If you’re new, download the Phantom wallet app first for seamless onboarding. Developers can explore API integrations for custom tools. The crypto community is buzzing—early feedback highlights the speed and mobile sync as game-changers for degens and pros alike.

Phantom’s CEO, Brandon Millman, has teased more expansions, following recent drops like CASH stablecoin and Bitcoin support. By embedding pro-grade tools directly into a non-custodial wallet with 20+ million users, Phantom isn’t just adding features—it’s redefining accessibility, competition, and infrastructure.

Phantom Terminal lowers barriers by syncing positions across mobile and web, turning a simple wallet into a full trading desk. Beginners get intuitive spot trading and memecoin discovery, while pros access TradingView-powered charts, real-time analytics, and up to 40x leverage on 100+ perps markets.

This could accelerate mainstream adoption, especially amid crypto’s rebound—Bitcoin hit $90K+ post-dip, signaling renewed retail interest. With Solana’s low latency, users can snipe launches or monitor P&L on the go without app-switching.

Early feedback highlights this as a “game-changer” for degens, potentially pulling in high-volume traders frustrated with fragmented tools like Dexscreener or Photon. Not available in the UK or for all perps regions, it underscores regulatory hurdles. High-leverage trading amplifies volatility risks—Phantom warns it’s unsuitable for everyone.

Phantom challenges dedicated terminals like Axiom, Padre, and GMGN by leveraging its massive user base. Unlike standalone apps, it offers “wallet-native” execution, reducing friction. Community bets lean toward it becoming a “terminal killer,” but skeptics note it may not fully replace specialized tools yet—beta limitations mean no clear edge over sniping bots.

This aligns with Solana’s trend of all-in-one platforms (e.g., Jupiter’s DEX aggregator, pump.fun’s launches). Phantom’s prior acquisitions—like SolSniper for memecoin tools and AI trading tech—position it as a “consumer finance hub,” capturing fees from $3B+ in perps volume. It could erode market share from rivals, fostering innovation but sparking consolidation.

CEO Brandon Millman emphasizes expanding to “the rest of finance,” integrating spot, perps, and future chains. This signals Phantom’s pivot from Solana-only to multichain, potentially onboarding institutions via better UX.

Enhanced tools could reduce slippage for high-frequency trades, boosting Solana’s TVL already up with BTC/ETH support. By enabling direct sniping and wallet tracking, it democratizes alpha—trending tokens and launches become easier to spot, potentially fueling memecoin cycles while improving overall market depth.

Easier access might invite more retail FOMO, amplifying pumps/dumps.
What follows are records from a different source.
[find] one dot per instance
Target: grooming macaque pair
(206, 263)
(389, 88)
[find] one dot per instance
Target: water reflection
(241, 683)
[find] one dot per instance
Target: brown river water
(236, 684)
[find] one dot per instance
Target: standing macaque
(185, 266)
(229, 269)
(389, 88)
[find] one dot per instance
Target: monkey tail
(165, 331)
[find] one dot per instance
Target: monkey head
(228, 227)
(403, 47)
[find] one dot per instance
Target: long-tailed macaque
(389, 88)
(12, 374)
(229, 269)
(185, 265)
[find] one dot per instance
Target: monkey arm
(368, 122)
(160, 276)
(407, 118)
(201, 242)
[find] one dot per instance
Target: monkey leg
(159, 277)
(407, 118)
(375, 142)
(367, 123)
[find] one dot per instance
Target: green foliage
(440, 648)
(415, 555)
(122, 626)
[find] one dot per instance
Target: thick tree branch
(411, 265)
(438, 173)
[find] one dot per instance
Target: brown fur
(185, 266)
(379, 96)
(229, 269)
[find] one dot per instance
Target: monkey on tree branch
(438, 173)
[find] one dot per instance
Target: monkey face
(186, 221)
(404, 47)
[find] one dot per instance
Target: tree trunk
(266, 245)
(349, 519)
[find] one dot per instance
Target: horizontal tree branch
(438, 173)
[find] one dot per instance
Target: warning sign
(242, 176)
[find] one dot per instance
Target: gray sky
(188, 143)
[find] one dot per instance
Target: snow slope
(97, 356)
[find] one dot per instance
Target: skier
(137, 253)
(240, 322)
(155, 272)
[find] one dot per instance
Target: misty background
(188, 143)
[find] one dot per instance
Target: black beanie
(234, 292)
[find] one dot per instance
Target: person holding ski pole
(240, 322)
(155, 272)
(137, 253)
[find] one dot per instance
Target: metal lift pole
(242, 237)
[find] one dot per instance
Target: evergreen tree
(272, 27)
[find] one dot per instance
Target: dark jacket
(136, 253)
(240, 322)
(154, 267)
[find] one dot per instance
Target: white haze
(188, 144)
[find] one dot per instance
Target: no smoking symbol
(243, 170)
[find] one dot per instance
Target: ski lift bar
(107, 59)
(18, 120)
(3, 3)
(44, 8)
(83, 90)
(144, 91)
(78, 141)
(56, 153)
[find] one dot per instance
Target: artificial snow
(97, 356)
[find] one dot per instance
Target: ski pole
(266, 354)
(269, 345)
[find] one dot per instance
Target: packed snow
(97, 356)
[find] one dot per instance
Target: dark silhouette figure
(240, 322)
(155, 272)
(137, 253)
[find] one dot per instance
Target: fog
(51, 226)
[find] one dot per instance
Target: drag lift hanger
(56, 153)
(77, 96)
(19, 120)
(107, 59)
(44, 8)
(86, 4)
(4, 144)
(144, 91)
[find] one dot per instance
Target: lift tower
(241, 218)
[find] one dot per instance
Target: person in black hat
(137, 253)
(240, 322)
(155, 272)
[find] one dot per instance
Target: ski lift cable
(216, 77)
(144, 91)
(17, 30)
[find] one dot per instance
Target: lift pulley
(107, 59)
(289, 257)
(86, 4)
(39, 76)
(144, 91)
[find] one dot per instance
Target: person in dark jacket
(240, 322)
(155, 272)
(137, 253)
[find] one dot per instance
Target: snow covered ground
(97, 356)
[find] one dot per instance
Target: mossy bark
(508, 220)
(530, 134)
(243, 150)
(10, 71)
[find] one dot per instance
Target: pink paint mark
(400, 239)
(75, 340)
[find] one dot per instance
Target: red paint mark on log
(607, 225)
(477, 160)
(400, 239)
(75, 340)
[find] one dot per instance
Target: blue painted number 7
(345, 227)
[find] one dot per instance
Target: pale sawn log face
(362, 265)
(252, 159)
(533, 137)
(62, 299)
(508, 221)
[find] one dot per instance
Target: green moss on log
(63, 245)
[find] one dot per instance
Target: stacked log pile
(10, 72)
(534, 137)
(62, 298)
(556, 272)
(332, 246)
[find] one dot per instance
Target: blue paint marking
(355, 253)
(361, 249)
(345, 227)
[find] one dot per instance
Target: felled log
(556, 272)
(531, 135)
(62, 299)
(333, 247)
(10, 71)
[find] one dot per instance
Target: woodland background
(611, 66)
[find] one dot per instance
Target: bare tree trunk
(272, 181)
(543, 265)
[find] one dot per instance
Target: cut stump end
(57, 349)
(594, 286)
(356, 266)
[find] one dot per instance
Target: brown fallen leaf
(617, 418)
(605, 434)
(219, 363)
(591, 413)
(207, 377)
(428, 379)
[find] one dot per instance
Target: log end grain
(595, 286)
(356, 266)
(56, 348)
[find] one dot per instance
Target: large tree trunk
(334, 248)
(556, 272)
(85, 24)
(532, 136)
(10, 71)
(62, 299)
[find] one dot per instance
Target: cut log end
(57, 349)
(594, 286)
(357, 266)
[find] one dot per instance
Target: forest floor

Critics worry it empowers “private” bank trading without oversight, exacerbating manipulation in a $3T+ market. Phantom’s non-custodial model helps, but global regs (e.g., EU MiCA) could force adaptations.

No plans for its own chain or IPO keep focus on Solana reinvestment, aligning with “permissionless crypto.” This launch follows CASH stablecoin and Bitcoin integration, building a moat against CeFi giants. Long-term, it could drive $150M+ in Series C value toward ecosystem dominance.

Expect copycats—wallets like Backpack or OKX may amp up terminals. It accelerates “DeFi 2.0” bundling, blending AI analytics from recent acquisitions with onchain execution, paving the way for autonomous trading agents.

Phantom Terminal accelerates Solana’s maturation into a retail-friendly powerhouse, but success hinges on beta refinements and navigating regs. For traders, it’s a net positive: faster, unified tools amid a bullish market.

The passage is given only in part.